Vitamin C Levels Affect H. Pylori Infection
August 1, 2003
SAN FRANCISCO--Researchers from the San Francisco VA Medical Center found a positive association between serum ascorbic acid levels and Helicobacter pylori (H. pylori) infection, according to research published in the August 1 Journal of the American College of Nutrition (22, 4:283-9, 2003) (www.jacn.org).
Examining data from 6,746 adults enrolled in the Third National Health & Nutrition Examination Survey (NHANES III), 1988-1994, researchers found 2,189 patients with H. pylori infection. Among whites, higher serum levels of ascorbic acid were associated with a decreased seroprevalence of H. pylori; there was no significant association among non-whites.
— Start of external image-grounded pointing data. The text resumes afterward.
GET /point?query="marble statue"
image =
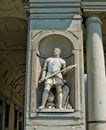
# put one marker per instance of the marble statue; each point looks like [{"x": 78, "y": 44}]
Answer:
[{"x": 53, "y": 77}]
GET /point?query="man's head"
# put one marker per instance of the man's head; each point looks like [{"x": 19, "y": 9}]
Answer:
[{"x": 57, "y": 52}]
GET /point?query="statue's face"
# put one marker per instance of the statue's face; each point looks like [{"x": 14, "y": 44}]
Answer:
[{"x": 57, "y": 52}]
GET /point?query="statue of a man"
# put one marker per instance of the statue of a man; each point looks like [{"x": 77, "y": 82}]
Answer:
[{"x": 52, "y": 65}]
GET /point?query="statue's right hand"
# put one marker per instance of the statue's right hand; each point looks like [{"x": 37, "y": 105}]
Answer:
[{"x": 42, "y": 79}]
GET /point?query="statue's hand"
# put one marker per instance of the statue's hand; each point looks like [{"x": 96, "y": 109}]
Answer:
[{"x": 43, "y": 79}]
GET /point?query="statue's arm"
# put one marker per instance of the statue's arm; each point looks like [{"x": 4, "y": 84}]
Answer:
[
  {"x": 44, "y": 70},
  {"x": 63, "y": 67}
]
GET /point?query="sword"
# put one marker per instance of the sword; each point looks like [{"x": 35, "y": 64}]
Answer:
[{"x": 57, "y": 72}]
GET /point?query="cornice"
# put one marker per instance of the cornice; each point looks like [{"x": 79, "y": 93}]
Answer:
[{"x": 94, "y": 9}]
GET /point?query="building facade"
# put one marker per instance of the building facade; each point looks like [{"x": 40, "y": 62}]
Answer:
[{"x": 29, "y": 30}]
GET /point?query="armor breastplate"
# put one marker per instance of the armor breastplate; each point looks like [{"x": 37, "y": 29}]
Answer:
[{"x": 54, "y": 65}]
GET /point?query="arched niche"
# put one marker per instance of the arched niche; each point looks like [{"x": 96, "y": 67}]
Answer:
[{"x": 45, "y": 48}]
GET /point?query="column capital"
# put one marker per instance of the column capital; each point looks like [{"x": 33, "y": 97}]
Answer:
[{"x": 93, "y": 19}]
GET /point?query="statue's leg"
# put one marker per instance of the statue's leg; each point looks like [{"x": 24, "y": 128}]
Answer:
[
  {"x": 45, "y": 95},
  {"x": 65, "y": 94},
  {"x": 59, "y": 96}
]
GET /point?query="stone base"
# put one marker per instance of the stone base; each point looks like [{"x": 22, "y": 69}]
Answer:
[{"x": 55, "y": 110}]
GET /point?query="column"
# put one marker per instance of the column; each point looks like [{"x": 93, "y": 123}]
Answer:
[{"x": 96, "y": 75}]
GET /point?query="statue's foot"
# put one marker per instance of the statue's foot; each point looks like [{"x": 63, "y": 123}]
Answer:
[
  {"x": 60, "y": 107},
  {"x": 41, "y": 107}
]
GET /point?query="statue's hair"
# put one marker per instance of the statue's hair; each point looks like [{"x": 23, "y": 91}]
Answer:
[{"x": 58, "y": 49}]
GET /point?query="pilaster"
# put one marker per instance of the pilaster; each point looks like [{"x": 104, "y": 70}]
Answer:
[{"x": 96, "y": 75}]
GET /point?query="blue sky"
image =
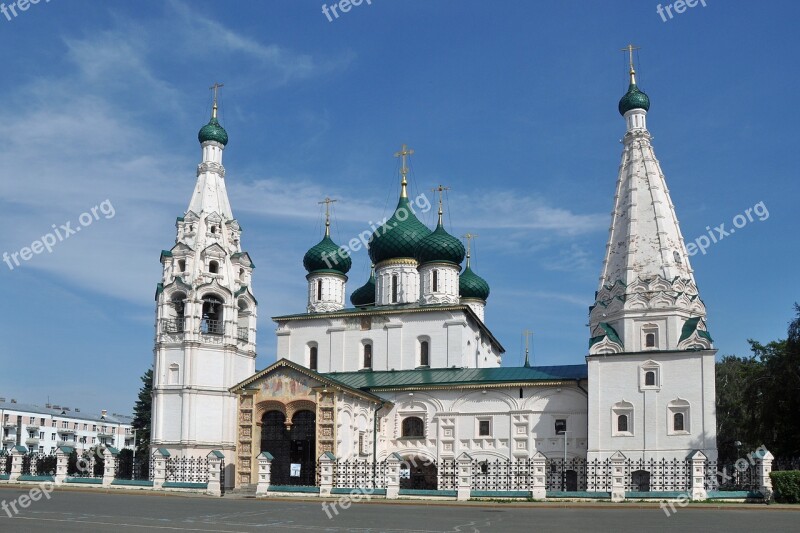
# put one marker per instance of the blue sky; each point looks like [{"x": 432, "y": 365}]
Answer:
[{"x": 511, "y": 104}]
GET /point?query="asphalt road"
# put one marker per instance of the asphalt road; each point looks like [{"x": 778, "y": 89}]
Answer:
[{"x": 74, "y": 511}]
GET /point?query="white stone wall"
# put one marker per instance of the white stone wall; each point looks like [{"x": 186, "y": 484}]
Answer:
[
  {"x": 454, "y": 340},
  {"x": 681, "y": 377}
]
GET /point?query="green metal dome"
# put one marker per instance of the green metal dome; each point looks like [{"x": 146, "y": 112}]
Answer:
[
  {"x": 633, "y": 99},
  {"x": 440, "y": 246},
  {"x": 324, "y": 257},
  {"x": 471, "y": 285},
  {"x": 213, "y": 131},
  {"x": 399, "y": 236},
  {"x": 364, "y": 295}
]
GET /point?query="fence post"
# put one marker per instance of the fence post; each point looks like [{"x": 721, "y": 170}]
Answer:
[
  {"x": 393, "y": 476},
  {"x": 159, "y": 467},
  {"x": 17, "y": 452},
  {"x": 698, "y": 462},
  {"x": 464, "y": 477},
  {"x": 264, "y": 473},
  {"x": 62, "y": 462},
  {"x": 109, "y": 465},
  {"x": 763, "y": 468},
  {"x": 214, "y": 487},
  {"x": 539, "y": 485},
  {"x": 617, "y": 477}
]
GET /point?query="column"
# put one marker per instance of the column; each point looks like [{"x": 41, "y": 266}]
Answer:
[{"x": 264, "y": 473}]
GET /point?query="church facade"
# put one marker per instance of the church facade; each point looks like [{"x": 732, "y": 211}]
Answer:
[{"x": 411, "y": 367}]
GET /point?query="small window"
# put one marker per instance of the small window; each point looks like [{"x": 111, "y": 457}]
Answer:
[
  {"x": 368, "y": 356},
  {"x": 424, "y": 357},
  {"x": 677, "y": 422},
  {"x": 413, "y": 427},
  {"x": 312, "y": 358}
]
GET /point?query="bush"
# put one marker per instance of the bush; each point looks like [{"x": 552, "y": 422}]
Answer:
[{"x": 786, "y": 485}]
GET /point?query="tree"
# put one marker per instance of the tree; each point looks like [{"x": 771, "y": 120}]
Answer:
[{"x": 142, "y": 412}]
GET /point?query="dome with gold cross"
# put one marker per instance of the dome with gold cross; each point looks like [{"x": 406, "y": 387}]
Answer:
[{"x": 400, "y": 235}]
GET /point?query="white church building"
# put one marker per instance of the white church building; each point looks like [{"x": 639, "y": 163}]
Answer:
[{"x": 411, "y": 367}]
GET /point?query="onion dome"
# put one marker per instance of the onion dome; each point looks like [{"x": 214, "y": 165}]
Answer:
[
  {"x": 325, "y": 257},
  {"x": 440, "y": 246},
  {"x": 365, "y": 295},
  {"x": 213, "y": 131},
  {"x": 471, "y": 285},
  {"x": 400, "y": 235},
  {"x": 634, "y": 98}
]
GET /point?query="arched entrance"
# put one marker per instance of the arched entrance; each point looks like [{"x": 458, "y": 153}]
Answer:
[
  {"x": 418, "y": 473},
  {"x": 292, "y": 447}
]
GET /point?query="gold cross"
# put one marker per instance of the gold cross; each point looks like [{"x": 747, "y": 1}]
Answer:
[
  {"x": 215, "y": 88},
  {"x": 404, "y": 152},
  {"x": 327, "y": 201},
  {"x": 528, "y": 334},
  {"x": 440, "y": 189},
  {"x": 469, "y": 237}
]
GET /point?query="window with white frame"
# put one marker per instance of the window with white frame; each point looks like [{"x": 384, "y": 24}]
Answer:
[
  {"x": 650, "y": 376},
  {"x": 484, "y": 427},
  {"x": 678, "y": 417},
  {"x": 622, "y": 419}
]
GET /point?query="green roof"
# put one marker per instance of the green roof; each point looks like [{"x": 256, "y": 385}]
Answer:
[
  {"x": 457, "y": 376},
  {"x": 324, "y": 257},
  {"x": 440, "y": 246},
  {"x": 633, "y": 99},
  {"x": 399, "y": 236}
]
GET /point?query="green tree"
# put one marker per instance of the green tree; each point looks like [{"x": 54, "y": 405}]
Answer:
[{"x": 142, "y": 412}]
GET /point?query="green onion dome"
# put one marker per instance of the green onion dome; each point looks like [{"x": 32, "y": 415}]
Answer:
[
  {"x": 399, "y": 236},
  {"x": 471, "y": 285},
  {"x": 440, "y": 246},
  {"x": 364, "y": 295},
  {"x": 633, "y": 99},
  {"x": 213, "y": 131},
  {"x": 324, "y": 257}
]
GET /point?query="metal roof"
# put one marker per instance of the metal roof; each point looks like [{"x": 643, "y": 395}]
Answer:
[{"x": 458, "y": 376}]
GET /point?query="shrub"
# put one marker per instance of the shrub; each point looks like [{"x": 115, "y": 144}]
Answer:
[{"x": 786, "y": 485}]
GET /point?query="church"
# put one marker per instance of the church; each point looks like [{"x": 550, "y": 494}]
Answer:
[{"x": 410, "y": 366}]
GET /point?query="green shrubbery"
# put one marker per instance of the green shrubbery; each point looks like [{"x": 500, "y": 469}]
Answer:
[{"x": 786, "y": 485}]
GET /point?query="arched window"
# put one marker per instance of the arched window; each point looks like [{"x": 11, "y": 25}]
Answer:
[
  {"x": 622, "y": 423},
  {"x": 677, "y": 422},
  {"x": 368, "y": 356},
  {"x": 650, "y": 340},
  {"x": 312, "y": 358},
  {"x": 211, "y": 322},
  {"x": 424, "y": 356},
  {"x": 413, "y": 427}
]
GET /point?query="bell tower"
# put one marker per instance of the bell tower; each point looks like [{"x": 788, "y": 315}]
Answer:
[{"x": 205, "y": 338}]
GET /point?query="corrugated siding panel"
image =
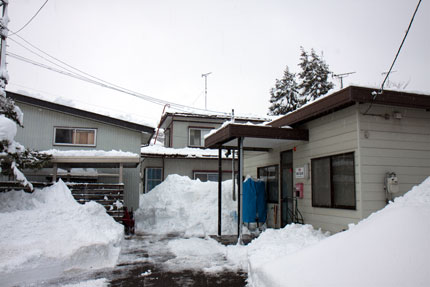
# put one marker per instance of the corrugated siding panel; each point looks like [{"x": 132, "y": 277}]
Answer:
[
  {"x": 38, "y": 134},
  {"x": 329, "y": 135},
  {"x": 393, "y": 145}
]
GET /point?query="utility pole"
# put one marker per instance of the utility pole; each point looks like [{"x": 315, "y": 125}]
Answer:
[
  {"x": 206, "y": 88},
  {"x": 341, "y": 76},
  {"x": 3, "y": 34}
]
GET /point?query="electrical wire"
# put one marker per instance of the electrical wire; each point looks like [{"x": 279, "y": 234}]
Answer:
[
  {"x": 374, "y": 93},
  {"x": 31, "y": 19},
  {"x": 95, "y": 80},
  {"x": 122, "y": 112}
]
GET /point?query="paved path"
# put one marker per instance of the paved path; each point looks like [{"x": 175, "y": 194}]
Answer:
[{"x": 145, "y": 261}]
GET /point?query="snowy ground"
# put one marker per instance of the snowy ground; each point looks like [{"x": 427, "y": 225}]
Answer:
[
  {"x": 185, "y": 206},
  {"x": 178, "y": 251},
  {"x": 47, "y": 233},
  {"x": 389, "y": 248}
]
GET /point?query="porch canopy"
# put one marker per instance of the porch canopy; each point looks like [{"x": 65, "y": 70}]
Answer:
[{"x": 252, "y": 138}]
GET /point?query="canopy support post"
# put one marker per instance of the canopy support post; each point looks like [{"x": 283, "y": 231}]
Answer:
[
  {"x": 239, "y": 187},
  {"x": 219, "y": 189}
]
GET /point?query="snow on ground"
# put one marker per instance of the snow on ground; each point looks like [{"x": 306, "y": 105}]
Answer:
[
  {"x": 189, "y": 207},
  {"x": 185, "y": 206},
  {"x": 46, "y": 233},
  {"x": 90, "y": 283},
  {"x": 210, "y": 256},
  {"x": 389, "y": 248}
]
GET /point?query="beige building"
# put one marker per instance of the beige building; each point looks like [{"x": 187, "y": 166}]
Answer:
[
  {"x": 349, "y": 152},
  {"x": 183, "y": 152}
]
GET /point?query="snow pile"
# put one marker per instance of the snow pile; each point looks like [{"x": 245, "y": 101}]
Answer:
[
  {"x": 189, "y": 207},
  {"x": 47, "y": 232},
  {"x": 210, "y": 256},
  {"x": 89, "y": 153},
  {"x": 390, "y": 248}
]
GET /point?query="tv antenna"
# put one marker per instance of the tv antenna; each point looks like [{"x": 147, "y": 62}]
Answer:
[
  {"x": 206, "y": 88},
  {"x": 341, "y": 76}
]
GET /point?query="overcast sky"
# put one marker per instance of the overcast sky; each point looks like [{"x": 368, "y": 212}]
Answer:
[{"x": 162, "y": 48}]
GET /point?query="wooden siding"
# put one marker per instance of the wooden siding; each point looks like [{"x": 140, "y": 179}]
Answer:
[
  {"x": 181, "y": 133},
  {"x": 38, "y": 134},
  {"x": 392, "y": 145}
]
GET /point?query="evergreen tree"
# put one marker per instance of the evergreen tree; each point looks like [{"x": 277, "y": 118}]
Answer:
[
  {"x": 284, "y": 96},
  {"x": 13, "y": 156},
  {"x": 313, "y": 78}
]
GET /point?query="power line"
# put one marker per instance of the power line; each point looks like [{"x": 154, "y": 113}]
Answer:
[
  {"x": 31, "y": 19},
  {"x": 105, "y": 108},
  {"x": 374, "y": 93},
  {"x": 401, "y": 45},
  {"x": 95, "y": 80}
]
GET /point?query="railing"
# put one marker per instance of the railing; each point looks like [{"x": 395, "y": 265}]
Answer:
[{"x": 111, "y": 196}]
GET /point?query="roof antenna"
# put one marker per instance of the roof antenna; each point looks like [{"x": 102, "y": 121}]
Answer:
[
  {"x": 206, "y": 88},
  {"x": 341, "y": 76}
]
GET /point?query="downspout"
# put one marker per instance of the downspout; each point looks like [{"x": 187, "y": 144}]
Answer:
[
  {"x": 219, "y": 189},
  {"x": 239, "y": 189}
]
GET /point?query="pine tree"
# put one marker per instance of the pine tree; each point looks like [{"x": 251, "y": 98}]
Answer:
[
  {"x": 13, "y": 156},
  {"x": 313, "y": 78},
  {"x": 284, "y": 96}
]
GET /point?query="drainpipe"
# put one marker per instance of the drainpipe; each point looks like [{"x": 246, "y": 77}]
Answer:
[{"x": 239, "y": 189}]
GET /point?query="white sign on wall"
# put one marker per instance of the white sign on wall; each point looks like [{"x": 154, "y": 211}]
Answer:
[{"x": 300, "y": 172}]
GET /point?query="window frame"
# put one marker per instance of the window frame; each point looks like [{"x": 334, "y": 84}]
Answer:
[
  {"x": 332, "y": 190},
  {"x": 146, "y": 177},
  {"x": 74, "y": 129},
  {"x": 202, "y": 138},
  {"x": 277, "y": 169}
]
According to Joel A. Simon, M.D., et al, the data indicate vitamin C status may affect the risk of H. pylori infection. However, he and fellow researchers were unable to determine whether the effect was the result of confounding factors such as socioeconomic status. Also, it may be infection itself that lowers vitamin C levels, according to a release from the University of California, San Francisco. "We cannot be certain if the infection lowers blood levels of vitamin C or if higher blood levels protect against infection," Simon said in the release. "The bottom line is that higher levels of vitamin C may have the potential to prevent peptic ulcers and stomach cancer."